It is no novelty, then, that I am preaching; no new doctrine. I love to proclaim these strong old doctrines that are called by nickname Calvinism, but which are truly and verily the revealed truth of God as it is in Christ Jesus. By this truth I make my pilgrimage into the past, and as I go, I see father after father, confessor after confessor, martyr after martyr, standing up to shake hands with me . . . Taking these things to be the standard of my faith, I see the land of the ancients peopled with my brethren; I behold multitudes who confess the same as I do, and acknowledge that this is the religion of God's own church. (Spurgeon's Sovereign Grace Sermons, Still Waters Revival Books, p. 170).
I have my own opinion that there is no such thing as preaching Christ and Him crucified, unless we preach what nowadays is called Calvinism. It is a nickname to call it Calvinism; Calvinism is the gospel, and nothing else.
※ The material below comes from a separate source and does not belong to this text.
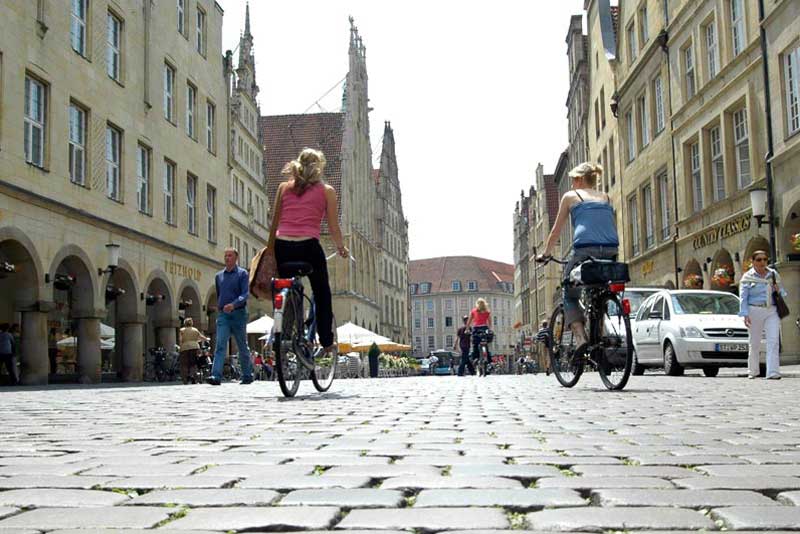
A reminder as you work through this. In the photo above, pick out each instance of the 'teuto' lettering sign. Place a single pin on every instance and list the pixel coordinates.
(712, 235)
(182, 270)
I do not believe we can preach the gospel if we do not preach justification by faith without works; nor unless we preach the sovereignty of God in His dispensation of grace; nor unless we exalt the electing unchangeable eternal, immutable, conquering love of Jehovah; nor do I think we can preach the gospel unless we base it upon the special and particular redemption of His elect and chosen people which Christ wrought out upon the cross. (Charles Spurgeon, The New Park Street Pulpit, Vol. 1, 1856).
... and I will go as far as Martin Luther, in that strong assertion of his, where he says, ‘If any man doth ascribe of salvation, even the very least, to the free will of man, he knoweth nothing of grace, and he hath not learnt Jesus Christ aright.’ It may seem a harsh sentiment; but he who in his soul believes that man does of his own free will turn to God, cannot have been taught of God, for that is one of the first principles taught us when God begins with us, that we have neither will nor power, but that He gives both; that he is ‘Alpha and Omega’ in the salvation of men. (C.H. Spurgeon from the sermon "Free Will A Slave", 1855).
You must first deny the authenticity and full inspiration of the Holy Scripture before you can legitimately and truly deny election. (Charles Spurgeon, Sermons, Vol. 3, p.130).
When I was coming to Christ, I thought I was doing it all myself, and though I sought the Lord earnestly, I had no idea the Lord was seeking me. I do not think the young convert is at first aware of this. I can recall the very day and hour when first I received those truths in my own soul - when they were as John Bunyan says, burnt into my heart as with a hot iron; and I can recollect how I felt that I had grown all of a sudden from a babe into a man - that I had made progress in scriptural knowledge, through having found, once for all, the clue to the truth of God ... I saw that God was at the bottom of it all, and that He was the Author of my faith, and so the whole doctrine of grace opened up to me, and from that doctrine I have not departed to this day, and I desire to make this my constant confession, I ascribe my change wholly to God. (Charles Spurgeon, Autobiography: 1, The Early Years, Banner of Truth, pp. 164-165).
George Whitefield said, "We are all born Arminians." It is grace that turns us into Calvinists. (Charles Spurgeon, Sermons, Vol. 2, p. 124).
Calvinism did not spring from Calvin. We believe that it sprang from the great Founder of all truth. (Charles Spurgeon, Sermons, Vol. 7, p. 298).
We declare on scriptural authority that the human will is so desperately set on mischief, so depraved, so inclined to everything that is evil, and so disinclined to everything that is good, that without the powerful, supernatural, irresistible influence of the Holy Spirit, no human will ever be constrained toward Christ. (Charles Spurgeon, Sermons, Vol. 4, p.139).
I do not come into this pulpit hoping that perhaps somebody will of his own free will return to Christ. My hope lies in another quarter. I hope that my Master will lay hold of some of them and say, "You are mine, and you shall be mine. I claim you for myself." My hope arises from the freeness of grace, and not from the freedom of the will.
I believe that Christ came into the world not to put men into a salvable state, but into a saved state. Not to put them where they could save themselves, but to do the work in them and for them, from first to last. If I did not believe that there was might going forth with the word of Jesus which makes men willing, and which turns them from the error of their ways by the mighty, overwhelming, constraining force of divine influence, I should cease to glory in the cross of Christ. (C.H. Spurgeon, Sermons, Vol. 3, p. 34).
A man is not saved against his will, but he is made willing by the operation of the Holy Ghost. A mighty grace which he does not wish to resist enters into the man, disarms him, makes a new creature of him, and he is saved. (C.H. Spurgeon, Sermons, Vol. 10, p. 309).
I question whether we have preached the whole counsel of God, unless predestination with all its solemnity and sureness be continually declared. (Charles Spurgeon, Sermons, Vol. 6, p. 26).